I’ve been going to the library again, after a VERY extended break. I was trying to think: when was the last time I went? It was before the shutdowns. Our library was closed for a long time, and then there was a much longer period of required masking when I just didn’t really go to ‘browsing’ places, and then — what? I guess the library just fell out of my routine.

There are so many things that were once a part of my routine, prior to 2020. I was much busier. I was much skinnier. I was addicted to a drug that I was absolutely convinced was the miraculous make-me-a-better-person elixir I’d been searching for all my life.

I got sober from that drug (again) in 2020 and there is just this enormous towering sense of Before and After, with everything kind of mixed together: pandemic stuff, early sobriety stuff, horrible endless world-events stuff.

It doesn’t always feel like I’m in a better place now. In fact it hardly ever feels like that, until I manually refocus my traitorous brain, because sober me is back to crippling social anxiety, isolation, chronic binge eating/weight gain, endless crises of self-confidence, spiraling/intrusive thoughts, and paralyzing general anxiety.

I often have this feeling of being stuck; rotating slowly in place, maybe. Looking at the murk of my past, looking at the question marks of my future, over and over, instead of simply focusing on what’s right in front of my face.

The first day I returned to the library, Dylan was poking around in nonfiction looking for music books and I was in the graphic novel section, doing a sort of quiet internal sigh of pleasure as I flipped through different things. An older gentleman employee came by me on his way to the desk and as he passed, he did something quick and oddly gallant: he placed his hand on his chest and briefly bowed his head at me.

In my mind, it felt like a sweet welcoming gesture, but somehow not just for the library: There are good things everywhere, you just need to be here to see.

Lord knows I have made some embarrassing confessions on my blog over the years but this might just be the hardest to write about: I don’t have friends.

Well. I don’t have zero friends. I have people I could call or text if I needed to.

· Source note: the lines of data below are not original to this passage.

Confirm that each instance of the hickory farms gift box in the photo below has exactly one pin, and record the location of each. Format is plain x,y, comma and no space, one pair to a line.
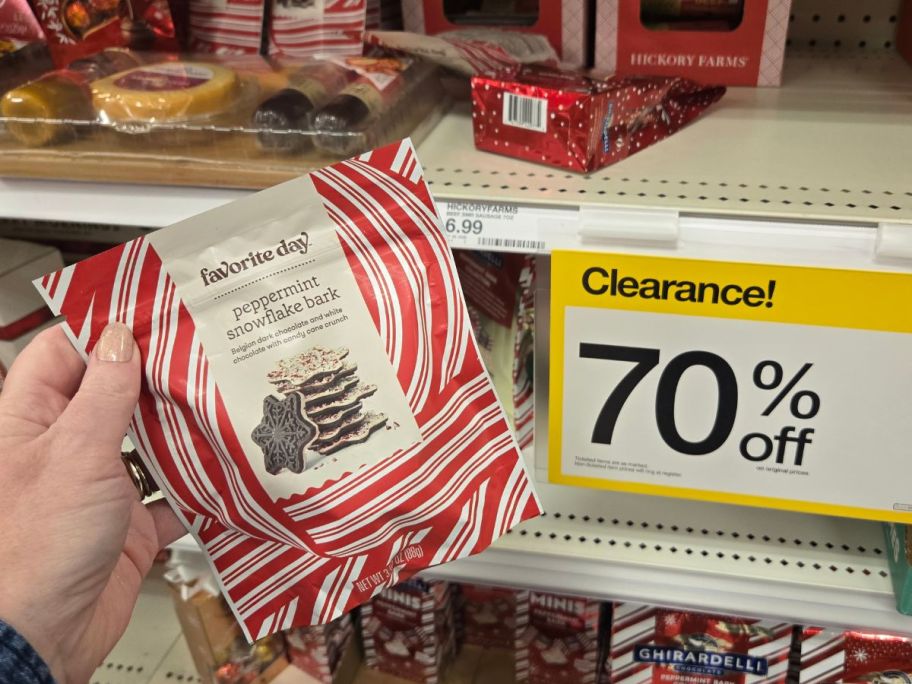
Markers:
834,657
560,639
22,311
686,647
314,406
409,631
733,42
578,122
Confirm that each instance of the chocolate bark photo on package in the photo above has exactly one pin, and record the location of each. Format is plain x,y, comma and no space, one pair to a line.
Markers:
313,404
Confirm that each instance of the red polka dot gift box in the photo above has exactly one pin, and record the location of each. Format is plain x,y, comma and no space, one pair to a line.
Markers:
579,122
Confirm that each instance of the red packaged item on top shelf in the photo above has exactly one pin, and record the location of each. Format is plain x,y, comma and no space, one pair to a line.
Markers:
409,631
733,42
23,50
834,657
560,639
578,122
226,27
686,647
80,28
307,29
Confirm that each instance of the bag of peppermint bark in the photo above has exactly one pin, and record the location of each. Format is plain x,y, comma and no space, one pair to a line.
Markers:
314,406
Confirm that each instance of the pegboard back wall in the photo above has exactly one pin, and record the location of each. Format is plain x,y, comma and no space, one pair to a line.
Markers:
843,24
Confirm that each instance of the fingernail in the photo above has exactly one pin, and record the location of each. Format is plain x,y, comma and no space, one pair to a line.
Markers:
115,343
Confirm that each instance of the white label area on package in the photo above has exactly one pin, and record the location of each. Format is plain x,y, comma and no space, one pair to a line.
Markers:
507,226
783,387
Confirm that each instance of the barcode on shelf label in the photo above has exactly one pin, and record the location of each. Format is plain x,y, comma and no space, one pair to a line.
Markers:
507,243
526,112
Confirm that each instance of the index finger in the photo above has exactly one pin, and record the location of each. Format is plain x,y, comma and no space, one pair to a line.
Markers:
42,380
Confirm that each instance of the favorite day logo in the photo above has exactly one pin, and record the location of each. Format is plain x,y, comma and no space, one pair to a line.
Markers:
286,247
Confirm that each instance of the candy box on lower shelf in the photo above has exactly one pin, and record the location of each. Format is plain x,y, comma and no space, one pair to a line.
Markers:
579,122
686,647
560,639
409,631
834,657
324,654
488,615
22,311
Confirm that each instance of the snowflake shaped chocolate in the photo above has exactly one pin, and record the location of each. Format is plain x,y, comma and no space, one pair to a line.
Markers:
284,434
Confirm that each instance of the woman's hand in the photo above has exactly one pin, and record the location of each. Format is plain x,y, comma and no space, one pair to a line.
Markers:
75,541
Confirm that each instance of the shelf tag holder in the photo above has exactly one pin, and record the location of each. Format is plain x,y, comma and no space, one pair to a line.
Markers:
894,241
634,226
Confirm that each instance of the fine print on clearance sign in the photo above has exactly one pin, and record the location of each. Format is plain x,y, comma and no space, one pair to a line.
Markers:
600,281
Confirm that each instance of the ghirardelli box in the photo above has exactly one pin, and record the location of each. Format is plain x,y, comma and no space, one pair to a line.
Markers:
409,631
663,646
559,639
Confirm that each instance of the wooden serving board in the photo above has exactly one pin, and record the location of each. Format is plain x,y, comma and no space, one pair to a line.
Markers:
233,160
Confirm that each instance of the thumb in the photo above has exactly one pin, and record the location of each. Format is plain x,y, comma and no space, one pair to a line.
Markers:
99,413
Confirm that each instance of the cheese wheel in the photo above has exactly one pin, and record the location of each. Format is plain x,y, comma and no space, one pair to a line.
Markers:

I have online friends and there is ongoing banter and conversation there. My years-long relationship with my trainer feels like a longstanding friendship, even though technically I pay her to spend time with me.

But a squad? No: I’ve never had a group of friends. I’m not part of group chats. I don’t even know multiple people on an acquaintance basis, much less a “ride or die crew” kind of situation.

In fact, I don’t have a ride or die. I don’t have a bestie. I don’t have a lunch date pal, a walking buddy, an adventurous travel-loving BFF, a comrade in the menopause wars.

Social anxiety is certainly the main reason I have trouble making friends, but this also seems to be a life stage that just isn’t conducive to meeting people. The boys are older now and I’m not ensconced in after-school sports with fellow parents. I work remotely and have for years, my coworkers are great but they exist in the context of Slack messages and Zoom feeds; no one’s going out for happy hour. My volunteering is on hold because of Covid regulations, and with Instacart I don’t even leave the house all that often.

I never did have a lively, thriving social life, but all I can say these days is that my funeral will be depressingly sparse. Minimalist, you might say. Sort of like my side of the wedding party was.

Like I said, this is embarrassing as fuck to talk about, but I recently stumbled onto a Reddit thread that indicates I’m not alone: 1 in 10 Americans don’t have close friends.

So maybe one of you will read this and think, hey, I’m not broken and weird because I don’t have friends like every single other human being on the planet seems to. Other people feel this way too.

Here’s something I find hopeful: both my mom and aunt have made all kinds of wonderful, rewarding friendships throughout their senior years. If I’m half as lucky, there are still plenty of people I have yet to meet and relationships I have yet to experience.

Of course, that probably necessitates being a willing participant in the outside world and not just hissing and retreating under couches at the idea of talking to someone’s actual irl face. At any rate: goals!